〔米株式〕ダウ反落、219ドル安=コロナ抑制策で景気悪化懸念(20日) 2020年11月21日 06時59分

 【ニューヨーク時事】週末20日のニューヨーク株式相場は、新型コロナウイルス感染抑制策が景気を悪化させるとの懸念が広がる中、反落した。優良株で構成するダウ工業株30種平均は前日終値比219.75ドル安の2万9263.48ドルで終了。ハイテク株中心のナスダック総合指数は49.74ポイント安の1万1854.97で引けた。

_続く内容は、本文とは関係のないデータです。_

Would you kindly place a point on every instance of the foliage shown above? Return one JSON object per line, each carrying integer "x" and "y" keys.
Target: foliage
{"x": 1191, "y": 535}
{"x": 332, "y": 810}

 ニューヨーク証券取引所の出来高は前日比4903万株増の9億8559万株。
 コロナ感染再拡大を受け、カリフォルニア州が夜間外出禁止令を明らかにしたほか、ニューヨーク市は飲食店の店内飲食などを近く禁止する可能性が高いとしており、規制強化が景気悪化につながるリスクが高まっている。こうした中で強材料も乏しく、ダウは軟調な展開を維持した。
 また、ムニューシン米財務長官は19日、財務省と連邦準備制度理事会(FRB)が導入した企業向け融資策など一部の新型コロナ緊急制度に関し、12月末の期限を延長しないと表明。感染再拡大の状況下での打ち切りが弱材料になった可能性がある。
 市場では「夜の経済が止まると影響は大きい。こうした規制措置が広がりつつある。JPモルガン・チェースもこうした動きを背景に来年1~3月期の米経済についてマイナス成長と予想している」(日系証券)との指摘が聞かれた。
 個別銘柄では、景気敏感株のボーイングが2.9%安と、ダウ構成銘柄では下落率が首位。昨日上昇率首位のセールスフォース・ドットコムは2.5%安。アップルは1.1%安。マイクロソフトが1.1%安。金融株のゴールドマン・サックスが0.6%安、JPモルガン・チェースは0.8%安。一方、ナイキは0.8%高、スリーエムは0.8%高。